赤ちゃんの育児をする際に水分補給として用いたり、ミルクを作ったりするときなど、さまざまな場面で活用できます。
一度沸騰させるのは、赤ちゃんにとって有害な水道水特有のカルキ臭や、微量に含まれる有害物質のトリハロメタンなどを減少させるためです。
【湯冷ましの用途】
・赤ちゃんの水分補給用
・赤ちゃんのミルクを作る用
赤ちゃんの水分補給におすすめ!「ストロートレーニング」についてはこちら
参考:レファレンス協同データベース「家庭で、浄水器を使わずに、水道水のカルキ臭を消す方法を知りたい」
参考:千葉県 千葉県営水道「トリハロメタンについて」
湯冷ましが必要な理由
・水分補給の際、赤ちゃんへの負担を減らすため
赤ちゃんが飲むものとして重宝される湯冷まし。
ここでは、赤ちゃんにとって湯冷ましが必要な理由を詳しく解説します。
水道水のカルキ臭などを除去するため
日本の水道水は適正に管理されていて、そのまま飲んでも安全で、重大な問題はないといわれています。
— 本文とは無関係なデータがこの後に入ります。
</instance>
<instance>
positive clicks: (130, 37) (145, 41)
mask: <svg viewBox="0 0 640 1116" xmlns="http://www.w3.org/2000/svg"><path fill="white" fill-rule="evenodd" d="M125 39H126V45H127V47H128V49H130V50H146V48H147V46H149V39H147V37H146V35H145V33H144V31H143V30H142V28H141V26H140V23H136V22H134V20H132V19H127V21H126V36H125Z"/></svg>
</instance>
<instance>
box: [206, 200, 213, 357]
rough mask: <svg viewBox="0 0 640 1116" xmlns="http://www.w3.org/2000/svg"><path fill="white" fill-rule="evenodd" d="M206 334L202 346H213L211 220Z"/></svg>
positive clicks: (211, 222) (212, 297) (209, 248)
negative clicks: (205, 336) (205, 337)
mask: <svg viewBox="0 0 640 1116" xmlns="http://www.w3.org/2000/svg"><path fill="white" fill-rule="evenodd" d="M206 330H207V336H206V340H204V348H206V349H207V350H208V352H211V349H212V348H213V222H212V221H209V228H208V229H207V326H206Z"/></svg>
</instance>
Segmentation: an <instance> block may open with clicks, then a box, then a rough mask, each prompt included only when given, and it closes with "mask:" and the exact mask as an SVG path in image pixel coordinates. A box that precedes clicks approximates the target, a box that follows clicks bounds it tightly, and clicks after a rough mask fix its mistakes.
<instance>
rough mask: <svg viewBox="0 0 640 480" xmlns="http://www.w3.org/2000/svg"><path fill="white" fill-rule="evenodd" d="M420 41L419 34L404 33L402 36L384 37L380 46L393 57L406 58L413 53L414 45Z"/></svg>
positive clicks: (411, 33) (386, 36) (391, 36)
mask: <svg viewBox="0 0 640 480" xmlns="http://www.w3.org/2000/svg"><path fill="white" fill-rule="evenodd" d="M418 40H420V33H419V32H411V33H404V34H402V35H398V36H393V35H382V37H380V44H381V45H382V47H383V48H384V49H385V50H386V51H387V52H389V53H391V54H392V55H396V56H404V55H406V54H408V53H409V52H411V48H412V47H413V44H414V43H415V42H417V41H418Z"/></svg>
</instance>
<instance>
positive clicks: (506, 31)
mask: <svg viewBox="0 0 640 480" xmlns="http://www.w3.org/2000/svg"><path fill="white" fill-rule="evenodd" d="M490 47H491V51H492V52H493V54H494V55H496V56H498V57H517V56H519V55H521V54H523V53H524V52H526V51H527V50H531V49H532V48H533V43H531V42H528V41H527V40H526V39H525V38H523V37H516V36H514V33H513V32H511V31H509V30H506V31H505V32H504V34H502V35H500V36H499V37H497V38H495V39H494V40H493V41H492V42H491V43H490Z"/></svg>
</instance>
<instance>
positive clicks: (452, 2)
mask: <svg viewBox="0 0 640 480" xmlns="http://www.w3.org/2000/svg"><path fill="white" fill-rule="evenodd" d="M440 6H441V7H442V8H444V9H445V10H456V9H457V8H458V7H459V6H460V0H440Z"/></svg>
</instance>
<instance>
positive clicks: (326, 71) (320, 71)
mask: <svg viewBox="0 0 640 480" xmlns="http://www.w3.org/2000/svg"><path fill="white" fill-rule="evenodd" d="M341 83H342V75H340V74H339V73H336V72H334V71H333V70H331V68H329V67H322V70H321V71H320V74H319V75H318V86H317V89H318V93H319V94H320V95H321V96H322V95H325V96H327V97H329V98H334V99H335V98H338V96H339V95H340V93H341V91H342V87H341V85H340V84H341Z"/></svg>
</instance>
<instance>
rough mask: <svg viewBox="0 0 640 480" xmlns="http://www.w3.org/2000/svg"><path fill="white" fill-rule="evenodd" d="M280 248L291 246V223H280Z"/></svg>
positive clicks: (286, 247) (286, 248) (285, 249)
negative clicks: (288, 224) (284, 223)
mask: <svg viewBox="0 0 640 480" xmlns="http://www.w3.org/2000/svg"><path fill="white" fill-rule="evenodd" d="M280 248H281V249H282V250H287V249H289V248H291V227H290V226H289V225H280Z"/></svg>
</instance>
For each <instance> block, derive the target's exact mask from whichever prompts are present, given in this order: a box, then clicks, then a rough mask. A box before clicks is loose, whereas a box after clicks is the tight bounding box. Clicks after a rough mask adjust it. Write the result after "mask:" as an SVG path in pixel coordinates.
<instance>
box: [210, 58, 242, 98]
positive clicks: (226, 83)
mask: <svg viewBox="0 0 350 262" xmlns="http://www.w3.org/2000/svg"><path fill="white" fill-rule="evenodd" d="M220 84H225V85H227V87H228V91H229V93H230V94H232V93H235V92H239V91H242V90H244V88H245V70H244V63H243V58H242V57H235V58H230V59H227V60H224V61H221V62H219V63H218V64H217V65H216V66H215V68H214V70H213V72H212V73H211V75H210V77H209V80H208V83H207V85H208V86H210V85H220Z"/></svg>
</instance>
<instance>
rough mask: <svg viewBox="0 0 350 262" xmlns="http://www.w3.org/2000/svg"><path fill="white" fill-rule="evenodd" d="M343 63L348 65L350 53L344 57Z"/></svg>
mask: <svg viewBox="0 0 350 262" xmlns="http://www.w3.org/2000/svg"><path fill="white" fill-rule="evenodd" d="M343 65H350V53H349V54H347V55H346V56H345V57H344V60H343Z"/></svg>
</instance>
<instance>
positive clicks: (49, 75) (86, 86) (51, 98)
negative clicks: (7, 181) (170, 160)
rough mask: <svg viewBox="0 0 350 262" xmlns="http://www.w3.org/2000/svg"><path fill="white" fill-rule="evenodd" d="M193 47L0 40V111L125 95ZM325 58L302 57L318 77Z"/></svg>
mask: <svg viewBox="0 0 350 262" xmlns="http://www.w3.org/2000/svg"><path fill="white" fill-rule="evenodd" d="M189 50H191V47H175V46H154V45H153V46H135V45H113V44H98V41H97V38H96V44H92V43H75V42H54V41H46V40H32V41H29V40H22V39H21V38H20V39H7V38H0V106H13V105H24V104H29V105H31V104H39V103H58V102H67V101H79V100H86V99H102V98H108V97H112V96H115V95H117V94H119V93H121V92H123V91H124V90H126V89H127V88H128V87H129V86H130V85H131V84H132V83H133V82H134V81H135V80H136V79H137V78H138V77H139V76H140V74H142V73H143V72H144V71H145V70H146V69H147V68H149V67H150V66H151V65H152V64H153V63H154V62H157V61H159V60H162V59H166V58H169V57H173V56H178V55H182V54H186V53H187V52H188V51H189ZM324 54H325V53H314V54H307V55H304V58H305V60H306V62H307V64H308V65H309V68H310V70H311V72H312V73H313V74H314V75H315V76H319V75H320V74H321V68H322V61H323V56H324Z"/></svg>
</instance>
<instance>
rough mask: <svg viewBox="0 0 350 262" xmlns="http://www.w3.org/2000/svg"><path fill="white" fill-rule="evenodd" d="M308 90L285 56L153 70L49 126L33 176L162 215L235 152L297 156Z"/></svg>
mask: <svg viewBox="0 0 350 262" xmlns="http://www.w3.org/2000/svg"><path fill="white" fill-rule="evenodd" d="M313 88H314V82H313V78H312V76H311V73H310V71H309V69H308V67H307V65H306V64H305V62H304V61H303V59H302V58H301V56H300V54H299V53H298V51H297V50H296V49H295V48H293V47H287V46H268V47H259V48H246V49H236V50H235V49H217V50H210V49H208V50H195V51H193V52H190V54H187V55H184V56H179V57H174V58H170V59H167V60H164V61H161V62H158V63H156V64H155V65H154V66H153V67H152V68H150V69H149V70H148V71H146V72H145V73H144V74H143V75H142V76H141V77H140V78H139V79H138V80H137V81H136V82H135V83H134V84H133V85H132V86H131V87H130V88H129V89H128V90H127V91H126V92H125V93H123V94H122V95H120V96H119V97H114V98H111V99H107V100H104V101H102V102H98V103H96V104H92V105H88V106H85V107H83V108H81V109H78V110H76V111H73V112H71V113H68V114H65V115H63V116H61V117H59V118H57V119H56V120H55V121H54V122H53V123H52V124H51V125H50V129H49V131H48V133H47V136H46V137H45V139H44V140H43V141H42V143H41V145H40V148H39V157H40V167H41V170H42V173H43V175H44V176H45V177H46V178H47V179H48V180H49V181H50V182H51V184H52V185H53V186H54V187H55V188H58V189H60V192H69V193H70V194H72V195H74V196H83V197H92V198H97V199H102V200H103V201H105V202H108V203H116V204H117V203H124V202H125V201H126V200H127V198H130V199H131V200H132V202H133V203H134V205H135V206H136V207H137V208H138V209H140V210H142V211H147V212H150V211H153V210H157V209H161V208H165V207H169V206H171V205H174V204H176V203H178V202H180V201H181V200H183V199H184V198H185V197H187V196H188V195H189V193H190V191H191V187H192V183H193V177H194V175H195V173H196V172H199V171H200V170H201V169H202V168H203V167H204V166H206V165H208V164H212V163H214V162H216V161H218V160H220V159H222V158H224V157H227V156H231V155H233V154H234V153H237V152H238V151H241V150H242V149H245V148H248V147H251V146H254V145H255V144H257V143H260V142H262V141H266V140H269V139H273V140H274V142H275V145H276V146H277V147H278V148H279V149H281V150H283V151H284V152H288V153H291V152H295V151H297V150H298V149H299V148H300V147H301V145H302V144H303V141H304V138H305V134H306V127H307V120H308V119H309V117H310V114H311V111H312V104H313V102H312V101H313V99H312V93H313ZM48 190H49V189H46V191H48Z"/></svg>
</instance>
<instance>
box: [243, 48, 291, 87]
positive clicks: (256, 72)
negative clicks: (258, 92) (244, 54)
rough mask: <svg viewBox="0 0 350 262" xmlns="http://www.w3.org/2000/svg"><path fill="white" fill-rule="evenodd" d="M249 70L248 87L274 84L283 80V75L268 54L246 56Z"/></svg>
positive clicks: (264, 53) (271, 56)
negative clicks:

そのため、赤ちゃんに飲ませても大きな問題はありません。
しかし、水道水には消毒のための塩素が含まれ、その独特のカルキ臭のために風味が損なわれているのが実情です。
沸騰させ、湯冷ましにすることで、気になるカルキ臭を減少させることができるので、赤ちゃんも抵抗なく飲みやすいでしょう。
また、微量ながら含まれるトリハロメタンなどの減少にもつながるため、より安全に飲めます。
参考:レファレンス協同データベース
「家庭で、浄水器を使わずに、水道水のカルキ臭を消す方法を知りたい」
参考:千葉県 千葉県営水道「トリハロメタンについて」
水分補給の際、赤ちゃんへの負担を減らすため
赤ちゃんの水分補給時に水道水を避けたい場合、ミネラルウォーターも選択肢としてあります。
ただし、軟水を選びましょう。ミネラルウォーターは保存がしやすく、キャップを開けるだけで飲める手軽さがあり、水分補給時に便利です。
しかし、ミネラル分を多く含む硬水の場合、赤ちゃんの腎臓への負担や、消化不良などにつながる可能性があります。
ミネラルの少ない軟水を一度沸騰させ、湯冷ましにすることで、より赤ちゃんへの負担を軽減し、安心できるでしょう。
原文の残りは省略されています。